Eux se sont beaucoup battus. Ni le reup, ni la reum, ni le chômage, ni le lasso des événements n'ont eu leur peau. Mais si les enfants, à leur tour, enfoncent leurs clous, ils finiront par abattre un mur délabré. Alors, la si belle histoire se brisera sur la seule arête saillante qu'ils refusent tous deux d'enfouir, qui détruira tout, y compris eux-mêmes. Chacun défend ce qu'il croit devoir défendre.

Du haut de sa digue, Pap' observe, démuni, le triste spectacle de la marée montante.

La maison prend l'eau.


Il l'emmène un soir dans ce restaurant où ils avaient dîné la veille de leur première nuit. Dans le quartier des théâtres, à Montparnasse. Les bougies font toujours danser les yeux des femmes. Son regard est aussi profond que par le passé. Elle porte une alliance désormais, ses cheveux noirs sont à peine plus longs que naguère.

Il commande à boire, une coupe de champagne pour elle, un verre de bordeaux pour lui. Ils choquent leur verre doucement l'un contre l'autre.

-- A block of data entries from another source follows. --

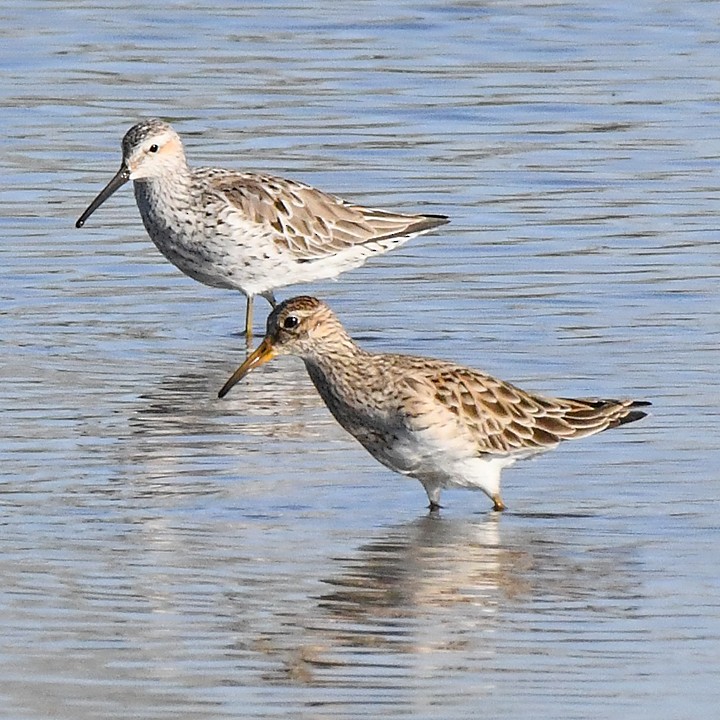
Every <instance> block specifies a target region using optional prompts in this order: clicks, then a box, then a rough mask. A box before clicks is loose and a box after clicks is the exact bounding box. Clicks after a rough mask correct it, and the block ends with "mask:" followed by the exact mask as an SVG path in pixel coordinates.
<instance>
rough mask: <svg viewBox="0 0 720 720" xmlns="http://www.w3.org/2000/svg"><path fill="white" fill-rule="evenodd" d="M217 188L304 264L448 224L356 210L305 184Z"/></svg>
mask: <svg viewBox="0 0 720 720" xmlns="http://www.w3.org/2000/svg"><path fill="white" fill-rule="evenodd" d="M212 186H213V189H214V190H215V191H216V192H217V193H219V194H221V195H222V196H223V197H224V198H225V199H226V200H227V201H228V202H229V203H231V204H232V205H234V206H235V207H236V208H237V210H238V212H240V213H241V214H242V215H243V217H244V218H245V219H246V220H249V221H251V222H254V223H258V224H261V225H265V226H267V227H268V228H271V229H272V231H273V233H274V242H275V243H276V244H277V245H278V246H280V247H281V248H282V249H287V250H291V251H292V252H293V254H294V255H295V256H296V258H298V259H299V260H306V261H311V260H317V259H320V258H323V257H327V256H329V255H333V254H336V253H337V252H340V251H342V250H344V249H346V248H348V247H351V246H353V245H359V244H365V243H368V242H381V241H383V240H389V239H392V238H402V237H405V236H407V235H412V234H417V233H421V232H426V231H428V230H431V229H432V228H435V227H438V226H439V225H444V224H445V223H446V222H448V219H447V218H446V217H444V216H442V215H405V214H401V213H391V212H386V211H384V210H375V209H371V208H365V207H362V206H360V205H353V204H352V203H349V202H346V201H345V200H343V199H341V198H339V197H335V196H334V195H329V194H328V193H324V192H322V191H320V190H316V189H315V188H312V187H310V186H309V185H304V184H303V183H299V182H295V181H292V180H285V179H283V178H276V177H271V176H269V175H256V174H254V173H227V174H224V175H222V176H220V177H215V178H213V181H212Z"/></svg>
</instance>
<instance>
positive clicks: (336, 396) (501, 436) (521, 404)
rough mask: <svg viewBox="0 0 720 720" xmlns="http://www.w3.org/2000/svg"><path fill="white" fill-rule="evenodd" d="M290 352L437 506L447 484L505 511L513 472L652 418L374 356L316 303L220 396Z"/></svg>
mask: <svg viewBox="0 0 720 720" xmlns="http://www.w3.org/2000/svg"><path fill="white" fill-rule="evenodd" d="M288 354H289V355H297V356H299V357H301V358H302V359H303V360H304V361H305V366H306V368H307V371H308V373H309V375H310V378H311V379H312V381H313V383H314V384H315V387H316V388H317V390H318V392H319V393H320V396H321V397H322V399H323V400H324V401H325V404H326V405H327V407H328V409H329V410H330V412H331V413H332V414H333V416H334V417H335V419H336V420H337V421H338V422H339V423H340V425H342V427H343V428H345V430H347V431H348V432H349V433H350V434H351V435H353V436H354V437H355V438H356V439H357V440H358V441H359V442H360V443H361V444H362V445H363V446H364V447H365V448H366V449H367V450H368V451H369V452H370V453H371V454H372V455H373V456H374V457H375V458H376V459H377V460H379V461H380V462H381V463H383V464H384V465H386V466H387V467H389V468H390V469H392V470H395V471H396V472H398V473H401V474H403V475H408V476H410V477H414V478H417V479H418V480H419V481H420V482H421V483H422V484H423V486H424V488H425V491H426V492H427V495H428V498H429V500H430V507H431V508H438V507H439V502H440V491H441V490H442V489H443V488H444V487H467V488H474V489H480V490H482V491H483V492H485V493H486V494H487V495H488V496H489V497H490V498H491V499H492V501H493V504H494V508H495V509H496V510H503V509H504V507H505V505H504V503H503V501H502V499H501V497H500V473H501V471H502V469H503V468H505V467H507V466H509V465H511V464H512V463H514V462H515V461H516V460H518V459H520V458H524V457H529V456H530V455H535V454H537V453H540V452H544V451H546V450H550V449H552V448H554V447H555V446H557V445H558V444H559V443H560V442H561V441H563V440H569V439H574V438H580V437H585V436H586V435H593V434H595V433H598V432H601V431H602V430H606V429H607V428H611V427H616V426H617V425H623V424H625V423H629V422H633V421H635V420H639V419H640V418H642V417H644V416H645V415H646V413H645V412H644V411H642V410H638V409H637V408H639V407H642V406H646V405H649V404H650V403H648V402H643V401H636V400H601V399H594V398H592V399H576V400H571V399H565V398H554V397H544V396H542V395H537V394H534V393H528V392H525V391H524V390H521V389H520V388H517V387H515V386H514V385H511V384H510V383H506V382H503V381H502V380H497V379H496V378H493V377H491V376H490V375H486V374H484V373H482V372H479V371H477V370H471V369H469V368H466V367H463V366H461V365H456V364H454V363H450V362H445V361H443V360H434V359H431V358H423V357H412V356H408V355H395V354H374V353H369V352H367V351H366V350H363V349H362V348H361V347H359V346H358V345H356V344H355V343H354V342H353V340H352V339H351V338H350V336H349V335H348V334H347V332H346V331H345V329H344V328H343V326H342V324H341V323H340V321H339V320H338V319H337V317H336V316H335V315H334V313H333V312H332V311H331V310H330V308H329V307H328V306H327V305H325V304H324V303H323V302H321V301H320V300H317V299H316V298H312V297H296V298H293V299H291V300H287V301H286V302H284V303H282V304H280V305H278V306H277V307H276V308H275V309H274V310H273V312H272V313H271V314H270V316H269V318H268V321H267V334H266V336H265V339H264V340H263V342H262V343H261V345H260V346H259V347H258V348H257V350H256V351H255V352H254V353H252V354H251V355H250V356H249V357H248V358H247V360H246V361H245V362H244V363H243V364H242V365H241V366H240V367H239V368H238V369H237V371H236V372H235V373H234V374H233V376H232V377H231V378H230V379H229V380H228V381H227V383H226V384H225V386H224V387H223V388H222V390H221V391H220V397H224V396H225V394H227V392H228V391H229V390H230V388H232V386H233V385H235V384H236V383H237V382H238V381H239V380H240V379H241V378H243V377H244V376H245V375H246V374H247V373H248V372H249V371H250V370H252V369H253V368H254V367H257V366H258V365H261V364H263V363H264V362H267V361H268V360H270V359H272V358H273V357H275V355H288Z"/></svg>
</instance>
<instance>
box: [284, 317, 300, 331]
mask: <svg viewBox="0 0 720 720" xmlns="http://www.w3.org/2000/svg"><path fill="white" fill-rule="evenodd" d="M299 324H300V321H299V320H298V319H297V316H296V315H288V316H287V317H286V318H285V320H283V327H284V328H285V329H286V330H292V329H293V328H296V327H297V326H298V325H299Z"/></svg>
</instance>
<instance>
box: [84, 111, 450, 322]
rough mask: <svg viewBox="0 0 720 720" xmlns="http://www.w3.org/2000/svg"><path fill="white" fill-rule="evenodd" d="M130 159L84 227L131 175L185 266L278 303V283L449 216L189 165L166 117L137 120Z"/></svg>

Il va pour parler. Elle pose son doigt sur ses lèvres, comme elle faisait huit ans auparavant lorsqu'il la rejoignait chez elle, à l'autre bout de Paris, dans une maison où dormaient des enfants, de tout petits enfants.

«J'ai un secret pour toi.»

Son visage a perdu la gravité des jours passés, le masque immobile des chagrins enfouis. Il s'ouvre même sur un sourire doré, pailleté, joyeux. Elle le regarde avec une sorte d'amusement moqueur.